#ClassroomsFirst is #TotalBS
I’d love to have a frank discussion with Arizona voters about education funding. I’d like to know if they really believe more of the same is going to change things or if they just don’t care that we’re in a battle for last place with states like Mississippi.
For decades, Republicans have told us that school choice, not school funding, is the only way out of our race to the bottom. We need more choice, end of story. And every year, we expand choice with more vouchers for private schools, more tuition tax credits, and more charter schools.
The result of all this school choice? Nada.
We have the friendliest school choice policies in the country, but that hasn’t moved the needle. Not even a little. Our test scores, when compared nationally over the course of the last three decades, are stagnant. Our achievement gap is still painfully, pathetically wide.
And yet, here we are in another legislative session debating… more school choice. Seriously folks, doing the same thing over and over again and expecting different results is the definition of insanity. Is it too much to ask to try something new?
I’m not advocating anything radical. I’m not suggesting we dismantle choice programs. All I’m asking is that instead of focusing on choice, why not try funding our schools at a rate close to the national average?
I know some conservatives will be quick to point out that spending doesn’t equal academic achievement. And they’re right, to some extent. Some students aren’t as expensive to educate as others because they have been blessed with richer educational environments. They do not have learning or attention disabilities, have access to quality preschool programs and have economic and parental stability.
Unfortunately, that’s not the typical Arizona child.
It bears repeating that we have some of the highest childhood poverty rates in the country, which is why we NEED extra funding if we wish to compete nationally. To say that we can educate our kids, many of whom start out with the deck stacked against them, at a lower rate than kids in say, Iowa, is pretty incredulous. We can’t. Let’s stop pretending otherwise.
Let’s also let go of the other oft-repeated myth about Arizona’s bloated administration costs. Governor Ducey is playing into that fable with claims that we must put “Classrooms First” by siphoning money away from administration. While that may sound like a smart plan, it’s really just a cutesy slogan used to disguise more cuts to Arizona schools.
Our schools have some of the lowest administration costs in the nation, especially our district schools, which spend significantly less on admin than charter schools. But you won’t hear about that little tidbit from Governor Ducey or his friends pushing for more cuts. Instead, they want schools to settle the lawsuit with the legislature by giving up on the hundreds of millions of dollars owed to them from a voter-approved initiative to fund inflationary costs.

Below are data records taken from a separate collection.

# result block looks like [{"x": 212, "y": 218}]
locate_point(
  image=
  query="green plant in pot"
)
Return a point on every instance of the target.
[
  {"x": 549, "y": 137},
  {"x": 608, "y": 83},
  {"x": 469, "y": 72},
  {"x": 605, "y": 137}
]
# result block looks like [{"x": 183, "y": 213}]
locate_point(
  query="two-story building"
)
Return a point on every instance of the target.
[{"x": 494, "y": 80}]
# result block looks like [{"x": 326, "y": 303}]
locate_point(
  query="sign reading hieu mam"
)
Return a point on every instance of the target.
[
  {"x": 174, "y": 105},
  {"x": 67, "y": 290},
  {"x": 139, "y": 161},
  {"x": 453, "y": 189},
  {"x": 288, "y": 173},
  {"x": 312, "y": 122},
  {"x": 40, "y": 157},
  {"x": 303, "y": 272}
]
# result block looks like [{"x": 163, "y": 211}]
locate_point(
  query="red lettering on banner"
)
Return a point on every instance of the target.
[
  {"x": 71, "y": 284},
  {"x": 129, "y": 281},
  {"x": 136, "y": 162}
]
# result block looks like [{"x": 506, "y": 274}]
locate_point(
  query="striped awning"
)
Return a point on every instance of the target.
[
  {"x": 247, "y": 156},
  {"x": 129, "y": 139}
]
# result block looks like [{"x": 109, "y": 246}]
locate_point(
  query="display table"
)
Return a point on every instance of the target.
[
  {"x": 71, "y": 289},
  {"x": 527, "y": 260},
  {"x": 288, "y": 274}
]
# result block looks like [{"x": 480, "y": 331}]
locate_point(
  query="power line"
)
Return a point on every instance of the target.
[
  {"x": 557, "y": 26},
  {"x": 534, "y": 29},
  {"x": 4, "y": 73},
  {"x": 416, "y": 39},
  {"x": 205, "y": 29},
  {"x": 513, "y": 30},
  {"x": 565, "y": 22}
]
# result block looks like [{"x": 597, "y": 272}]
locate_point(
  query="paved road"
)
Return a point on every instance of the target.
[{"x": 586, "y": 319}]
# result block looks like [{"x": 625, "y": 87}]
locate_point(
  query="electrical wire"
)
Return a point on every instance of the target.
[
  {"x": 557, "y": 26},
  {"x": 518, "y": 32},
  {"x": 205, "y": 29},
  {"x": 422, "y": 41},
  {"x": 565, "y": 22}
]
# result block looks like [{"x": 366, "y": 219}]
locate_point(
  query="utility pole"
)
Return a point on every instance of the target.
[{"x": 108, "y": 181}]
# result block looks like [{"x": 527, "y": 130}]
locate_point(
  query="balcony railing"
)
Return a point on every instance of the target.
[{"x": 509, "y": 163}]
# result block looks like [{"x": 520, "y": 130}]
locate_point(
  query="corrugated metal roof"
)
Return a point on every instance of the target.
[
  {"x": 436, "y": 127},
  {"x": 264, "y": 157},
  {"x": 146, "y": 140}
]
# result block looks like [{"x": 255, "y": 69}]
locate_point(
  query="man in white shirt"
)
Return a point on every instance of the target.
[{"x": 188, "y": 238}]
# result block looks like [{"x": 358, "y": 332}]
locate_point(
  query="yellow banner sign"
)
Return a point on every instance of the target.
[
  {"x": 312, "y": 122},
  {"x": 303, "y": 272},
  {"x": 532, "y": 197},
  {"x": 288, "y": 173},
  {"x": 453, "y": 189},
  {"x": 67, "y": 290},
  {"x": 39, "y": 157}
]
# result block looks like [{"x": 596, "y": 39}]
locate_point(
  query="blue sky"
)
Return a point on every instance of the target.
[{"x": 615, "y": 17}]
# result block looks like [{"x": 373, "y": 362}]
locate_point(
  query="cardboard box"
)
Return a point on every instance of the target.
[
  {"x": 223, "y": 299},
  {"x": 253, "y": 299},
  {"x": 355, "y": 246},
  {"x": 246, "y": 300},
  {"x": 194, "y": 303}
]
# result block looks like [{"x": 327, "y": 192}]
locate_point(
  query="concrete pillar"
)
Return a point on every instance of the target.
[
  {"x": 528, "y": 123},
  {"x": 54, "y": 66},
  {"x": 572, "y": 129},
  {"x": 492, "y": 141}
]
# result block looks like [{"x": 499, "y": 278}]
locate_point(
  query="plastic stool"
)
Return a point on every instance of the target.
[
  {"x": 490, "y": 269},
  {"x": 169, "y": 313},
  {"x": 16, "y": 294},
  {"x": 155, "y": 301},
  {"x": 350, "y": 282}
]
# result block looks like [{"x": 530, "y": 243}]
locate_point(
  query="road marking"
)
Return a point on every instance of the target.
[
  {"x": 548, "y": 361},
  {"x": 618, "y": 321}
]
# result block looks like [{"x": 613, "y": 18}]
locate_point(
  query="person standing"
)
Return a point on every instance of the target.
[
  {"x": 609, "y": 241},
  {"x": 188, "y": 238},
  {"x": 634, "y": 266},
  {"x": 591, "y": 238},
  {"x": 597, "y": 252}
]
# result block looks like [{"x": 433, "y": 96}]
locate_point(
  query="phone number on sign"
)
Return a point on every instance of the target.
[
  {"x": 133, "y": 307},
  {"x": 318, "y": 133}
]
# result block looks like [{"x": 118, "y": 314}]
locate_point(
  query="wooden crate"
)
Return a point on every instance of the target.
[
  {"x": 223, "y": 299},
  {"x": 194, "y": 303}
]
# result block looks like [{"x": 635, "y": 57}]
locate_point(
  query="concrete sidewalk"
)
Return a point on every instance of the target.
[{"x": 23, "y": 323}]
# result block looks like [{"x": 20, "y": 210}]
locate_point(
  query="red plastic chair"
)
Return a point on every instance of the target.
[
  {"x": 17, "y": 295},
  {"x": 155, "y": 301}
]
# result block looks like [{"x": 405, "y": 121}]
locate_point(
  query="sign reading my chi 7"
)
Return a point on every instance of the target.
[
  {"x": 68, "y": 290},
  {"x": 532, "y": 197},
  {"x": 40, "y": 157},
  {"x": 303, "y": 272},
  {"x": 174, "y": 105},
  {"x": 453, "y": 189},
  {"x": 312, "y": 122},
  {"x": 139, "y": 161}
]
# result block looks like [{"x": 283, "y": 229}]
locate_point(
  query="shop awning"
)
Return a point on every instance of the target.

I find all of this curious considering the Governor sends his own children to a private school that spends considerably more on education than what the state pays for kids at district schools. Surely the Governor’s kids, who have a world of advantages, aren’t more expensive to educate than those facing household insecurity. Is it fair to say he believes his kids are worth the extra cost but ours are not?

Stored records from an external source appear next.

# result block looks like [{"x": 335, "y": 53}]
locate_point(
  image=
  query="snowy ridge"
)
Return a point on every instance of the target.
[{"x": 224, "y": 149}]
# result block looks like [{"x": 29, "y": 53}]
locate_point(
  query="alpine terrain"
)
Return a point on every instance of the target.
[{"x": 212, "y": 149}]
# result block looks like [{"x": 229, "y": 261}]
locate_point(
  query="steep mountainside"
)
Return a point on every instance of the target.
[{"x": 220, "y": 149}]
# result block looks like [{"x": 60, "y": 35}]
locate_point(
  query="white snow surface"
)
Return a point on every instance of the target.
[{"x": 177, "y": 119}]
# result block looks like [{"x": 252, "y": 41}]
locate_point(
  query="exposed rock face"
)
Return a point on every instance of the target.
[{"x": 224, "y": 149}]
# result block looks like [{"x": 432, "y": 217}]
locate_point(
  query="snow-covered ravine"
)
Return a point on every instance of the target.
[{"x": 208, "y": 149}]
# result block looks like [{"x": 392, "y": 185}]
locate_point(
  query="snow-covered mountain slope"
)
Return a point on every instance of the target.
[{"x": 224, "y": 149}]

Too many of Arizona’s politicians have been quick to ask others to sacrifice, content in knowing their own will be just fine. They don’t worry about “other people’s kids.” This is politics at its worst, and it’s what’s ruling the roost down at the Capitol.
It appears our district superintendents have had just about all they can handle of budget cuts and disingenuous sound bites. They’re asking parents and teachers to protest Ducey’s budget, and they’re taking a beating from Ducey’s big-money supporters (read more about that story here).
I hope Arizonans will show their support for our superintendents and our schools, realizing that “those kids” are “our future.”